Strasbourg, France, Oct 5, 2022 (AFP)
The EU is "ready to discuss" a price cap on gas within the bloc to bring down soaring energy costs, European Commission chief Ursula von der Leyen said Wednesday.
Her comment to the European Parliament signalled a shift in tone after EU powerhouse Germany had expressed worries a broad price cap might divert supplies away from Europe.
It comes as 15 EU countries -- more than half the bloc -- are pushing for the EU to impose a price ceiling on how much it would pay for gas piped or shipped in, as the northern hemisphere winter sets in.
Europe is facing an energy crunch as the price of electricity generation skyrockets because of a massive surge in gas prices.
Russia, which used to be Europe's main supplier, has largely turned off the taps after being hit by EU sanctions over the war in Ukraine that, while not touching gas, crimped sales of its more lucrative oil exports.
"We are ready to discuss a cap on the price of gas that is used to generate electricity," Von der Leyen told MEPs sitting in Strasbourg, France.
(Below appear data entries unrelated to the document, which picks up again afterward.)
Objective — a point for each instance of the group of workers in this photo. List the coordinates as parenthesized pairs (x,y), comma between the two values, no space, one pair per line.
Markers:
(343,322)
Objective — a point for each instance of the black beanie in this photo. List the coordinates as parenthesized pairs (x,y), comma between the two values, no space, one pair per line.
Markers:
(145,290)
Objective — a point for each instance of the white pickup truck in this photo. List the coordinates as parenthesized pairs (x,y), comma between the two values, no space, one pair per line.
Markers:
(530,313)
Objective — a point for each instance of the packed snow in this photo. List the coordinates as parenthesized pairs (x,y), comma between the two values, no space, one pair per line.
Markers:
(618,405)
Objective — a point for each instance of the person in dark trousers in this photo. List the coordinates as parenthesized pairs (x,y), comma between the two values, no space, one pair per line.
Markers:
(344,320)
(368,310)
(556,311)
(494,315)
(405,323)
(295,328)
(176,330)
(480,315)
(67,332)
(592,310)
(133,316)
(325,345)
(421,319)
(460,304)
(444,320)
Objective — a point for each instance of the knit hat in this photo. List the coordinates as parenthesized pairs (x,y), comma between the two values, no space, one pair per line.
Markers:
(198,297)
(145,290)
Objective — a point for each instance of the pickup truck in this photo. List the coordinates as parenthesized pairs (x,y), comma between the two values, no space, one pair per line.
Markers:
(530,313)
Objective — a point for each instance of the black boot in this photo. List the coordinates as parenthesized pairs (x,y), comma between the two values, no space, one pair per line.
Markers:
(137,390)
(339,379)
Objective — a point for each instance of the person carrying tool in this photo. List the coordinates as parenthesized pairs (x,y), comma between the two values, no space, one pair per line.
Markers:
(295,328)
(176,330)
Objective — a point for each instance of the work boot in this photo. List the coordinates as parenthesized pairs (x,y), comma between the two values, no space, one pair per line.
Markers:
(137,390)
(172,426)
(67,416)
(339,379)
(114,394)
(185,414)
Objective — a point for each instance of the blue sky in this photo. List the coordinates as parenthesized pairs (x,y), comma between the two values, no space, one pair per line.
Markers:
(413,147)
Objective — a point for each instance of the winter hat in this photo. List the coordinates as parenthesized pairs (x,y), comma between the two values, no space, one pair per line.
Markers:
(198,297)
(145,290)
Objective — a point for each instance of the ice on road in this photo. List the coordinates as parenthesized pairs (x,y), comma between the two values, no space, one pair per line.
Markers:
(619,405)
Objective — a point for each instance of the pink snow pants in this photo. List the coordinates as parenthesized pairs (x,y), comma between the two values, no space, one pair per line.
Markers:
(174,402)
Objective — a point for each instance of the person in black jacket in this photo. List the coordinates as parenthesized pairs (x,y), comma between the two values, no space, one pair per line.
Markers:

"This cap would also be a first step on the way to a structural reform and overall reform of our electricity market."
She added, "We also have to look at gas prices beyond the electricity market".
- Still being 'fleshed out' -
Her spokesman, Eric Mamer, explained the proposal was still being "fleshed out" and "related to the wholesale market of gas trading in Europe" and not directly on the price paid for imported gas.
He acknowledged however "links between the price of gas traded within Europe and the price of the gas that we buy from outside".
Norway, which has become Europe's main gas supplier as Russian deliveries have fallen, reiterated Wednesday its opposition to a price cap saying it would not resolve the problem of a shortage of gas.
"It would rather make the situation worse because you can expect such a solution to contribute to increased consumption and fewer deliveries," said the non-EU nation's energy minister Terje Aasland.
"No one can use more gas or energy than exists," he told AFP by email.
Brussels has been amenable to a cap on pipeline gas to hurt Russia and deprive it of cash.
But it has resisted a cap on liquified natural gas (LNG), fearing that sellers might simply divert shipments to higher-paying markets, further starving Europe of gas.
Germany, traditionally the biggest beneficiary of Russian gas, had also rebuffed the idea. But it has come under pressure from other EU members after announcing a 200-billion-euro ($199-billion) fund to protect consumers.
Von der Leyen admitted a price cap "entails drawbacks in terms of security of supply of gas".
In a letter to EU leaders for them to consider at a Prague summit on Friday, she said her "roadmap" included negotiating a "corridor" for gas supplies from trusted partners such as Norway and the United States.
She stressed also, in apparent allusion to the criticism of Germany's go-it-alone approach, that, "to avoid serious fragmentation (in the EU), we need a united and common European response" to avoid "distortions of the single market"
While gas storage ahead of winter has hit 90 percent -- exceeding targets -- there remained "a heavy burden on people and our economy".
She said her commission would present its outline for a structural reform of the EU's electricity market by the end of the year, incorporating the ambition of "a more decarbonised future".